How China Trapped Itself in America’s Fentanyl Crisis

Central policy and money laundering have created networks that aid traffickers.

A mixture of unintended consequences and indifference has left China playing a significant role in America’s fentanyl crisis. This has become a point of heated contention between Beijing and Washington. U.S. politicians accuse China of deliberately stoking the U.S. drug crisis; China responds that it has done its part and the United States is scapegoating.

But the actual story of Chinese regulation is far more complex and messy—and shows how powerful the profit motive is and how regulatory effects can have unintended consequences. The Chinese government regulates the production and distribution of fentanyl and its precursor chemicals, but stopping the trade is a challenge. Policies aimed at boosting China’s chemical and pharmaceutical development and exports have instead created a vast cottage industry of hundreds of thousands of small chemical plants and active pharmaceutical ingredient (API) manufacturers—and with it, a vast money laundering industry that takes advantage of the advanced real-time settlement capabilities of China’s banking system.

A U.S. Customs and Border Protection (CBP) officer finds pills in a parcel at John F. Kennedy Airport’s postal service facility in New York on June 24, 2019. Dozens of law enforcement officers sift through packages, looking for fentanyl. JOHANNES EISELE/AFP VIA GETTY IMAGES

Understanding how to control fentanyl requires understanding how to make it. Fentanyl has many variants with similar sounding names that are chemically distinct but cause similar reactions in the body; the variants are merely different icing on the same cake.

Since its creation in 1959, researchers have developed at least three different manufacturing methods for fentanyl, each relying on different precursor chemicals as part of the process. Criminals have continued to adapt these processes to use a broader set of more readily available precursor chemicals—like using margarine because you’re all out of butter. The potential manufacturing methods are limitless. Criminals seeking to profit from fentanyl and governments seeking to control its supply are locked in a never-ending competition, with each new countermeasure spurring further innovation to circumvent it.
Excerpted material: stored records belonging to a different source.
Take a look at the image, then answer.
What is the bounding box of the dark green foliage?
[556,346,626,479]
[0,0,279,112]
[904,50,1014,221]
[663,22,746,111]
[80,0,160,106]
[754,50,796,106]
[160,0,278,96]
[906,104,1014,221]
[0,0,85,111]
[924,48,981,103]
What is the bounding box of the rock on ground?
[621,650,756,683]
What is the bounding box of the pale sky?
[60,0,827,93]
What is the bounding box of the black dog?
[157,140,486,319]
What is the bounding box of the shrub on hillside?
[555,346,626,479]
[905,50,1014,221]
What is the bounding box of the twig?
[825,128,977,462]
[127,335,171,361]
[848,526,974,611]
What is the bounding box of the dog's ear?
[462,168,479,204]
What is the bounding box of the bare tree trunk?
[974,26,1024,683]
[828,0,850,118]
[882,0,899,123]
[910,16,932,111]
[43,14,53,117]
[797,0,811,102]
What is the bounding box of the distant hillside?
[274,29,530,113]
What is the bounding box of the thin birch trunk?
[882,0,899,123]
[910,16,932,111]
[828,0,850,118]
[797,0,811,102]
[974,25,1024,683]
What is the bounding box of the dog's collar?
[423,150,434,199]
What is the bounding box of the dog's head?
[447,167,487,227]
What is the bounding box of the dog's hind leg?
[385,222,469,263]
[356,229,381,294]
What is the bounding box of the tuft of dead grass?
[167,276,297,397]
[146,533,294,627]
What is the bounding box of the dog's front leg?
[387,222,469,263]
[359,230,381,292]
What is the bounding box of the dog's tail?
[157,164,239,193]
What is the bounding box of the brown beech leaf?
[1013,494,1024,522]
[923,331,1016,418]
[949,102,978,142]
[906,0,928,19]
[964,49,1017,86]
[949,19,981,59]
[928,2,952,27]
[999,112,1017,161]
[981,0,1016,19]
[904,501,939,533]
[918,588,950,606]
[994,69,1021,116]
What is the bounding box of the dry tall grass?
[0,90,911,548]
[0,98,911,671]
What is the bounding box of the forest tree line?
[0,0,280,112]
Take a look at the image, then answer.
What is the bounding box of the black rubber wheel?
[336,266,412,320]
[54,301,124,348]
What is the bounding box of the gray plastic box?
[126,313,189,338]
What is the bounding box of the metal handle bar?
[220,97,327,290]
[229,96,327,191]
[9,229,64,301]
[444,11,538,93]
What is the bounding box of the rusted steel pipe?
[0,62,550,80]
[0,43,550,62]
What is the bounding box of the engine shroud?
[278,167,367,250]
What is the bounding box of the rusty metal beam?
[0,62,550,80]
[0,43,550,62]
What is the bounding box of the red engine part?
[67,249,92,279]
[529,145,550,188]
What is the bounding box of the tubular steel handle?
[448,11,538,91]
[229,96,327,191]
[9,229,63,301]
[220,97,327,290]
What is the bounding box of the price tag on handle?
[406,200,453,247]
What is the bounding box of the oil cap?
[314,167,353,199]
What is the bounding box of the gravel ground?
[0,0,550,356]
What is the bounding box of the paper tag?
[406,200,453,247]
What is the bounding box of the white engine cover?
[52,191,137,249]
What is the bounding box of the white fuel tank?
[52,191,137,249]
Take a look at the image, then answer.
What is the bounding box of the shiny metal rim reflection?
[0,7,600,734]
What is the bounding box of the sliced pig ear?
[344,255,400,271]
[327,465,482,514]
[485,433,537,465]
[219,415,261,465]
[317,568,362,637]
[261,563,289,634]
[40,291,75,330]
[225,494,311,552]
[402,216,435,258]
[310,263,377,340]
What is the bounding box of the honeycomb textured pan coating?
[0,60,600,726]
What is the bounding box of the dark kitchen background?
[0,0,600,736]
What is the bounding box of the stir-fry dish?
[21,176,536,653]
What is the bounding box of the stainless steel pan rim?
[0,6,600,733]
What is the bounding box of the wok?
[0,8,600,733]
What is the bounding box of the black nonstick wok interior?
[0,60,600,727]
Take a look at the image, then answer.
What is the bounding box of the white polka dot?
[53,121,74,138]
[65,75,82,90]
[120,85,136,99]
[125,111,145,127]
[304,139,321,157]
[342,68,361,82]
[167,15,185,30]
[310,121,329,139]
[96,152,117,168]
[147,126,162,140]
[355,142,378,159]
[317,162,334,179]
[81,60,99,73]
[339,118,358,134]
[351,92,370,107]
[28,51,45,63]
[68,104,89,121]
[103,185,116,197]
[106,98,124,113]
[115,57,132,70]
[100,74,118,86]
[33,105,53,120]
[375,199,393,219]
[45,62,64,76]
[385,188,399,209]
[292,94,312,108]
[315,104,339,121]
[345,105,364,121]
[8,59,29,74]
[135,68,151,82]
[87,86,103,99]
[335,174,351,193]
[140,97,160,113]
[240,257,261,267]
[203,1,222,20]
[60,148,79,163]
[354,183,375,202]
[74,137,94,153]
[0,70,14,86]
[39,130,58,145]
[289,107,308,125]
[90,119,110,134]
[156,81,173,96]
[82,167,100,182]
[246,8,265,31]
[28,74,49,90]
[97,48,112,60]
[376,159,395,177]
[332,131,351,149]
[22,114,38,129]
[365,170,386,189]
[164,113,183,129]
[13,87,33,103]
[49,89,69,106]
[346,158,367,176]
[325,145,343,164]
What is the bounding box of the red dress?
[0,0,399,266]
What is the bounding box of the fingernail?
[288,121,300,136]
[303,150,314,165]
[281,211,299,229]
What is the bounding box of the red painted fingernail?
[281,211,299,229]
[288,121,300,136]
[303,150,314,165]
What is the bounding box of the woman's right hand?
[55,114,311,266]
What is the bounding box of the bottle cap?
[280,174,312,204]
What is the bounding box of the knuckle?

For many years, Chinese regulators attempting to uphold the country’s traditionally strict anti-drug policies faced a challenge as new variants of fentanyl emerged faster than they could be administratively added to the list of controlled substances. Between 2012 and 2015, only six new fentanyl variants emerged, but there were 63 new variants in 2016 alone. In response, the Chinese government placed all variants of fentanyl on the controlled substances list as of May 2019.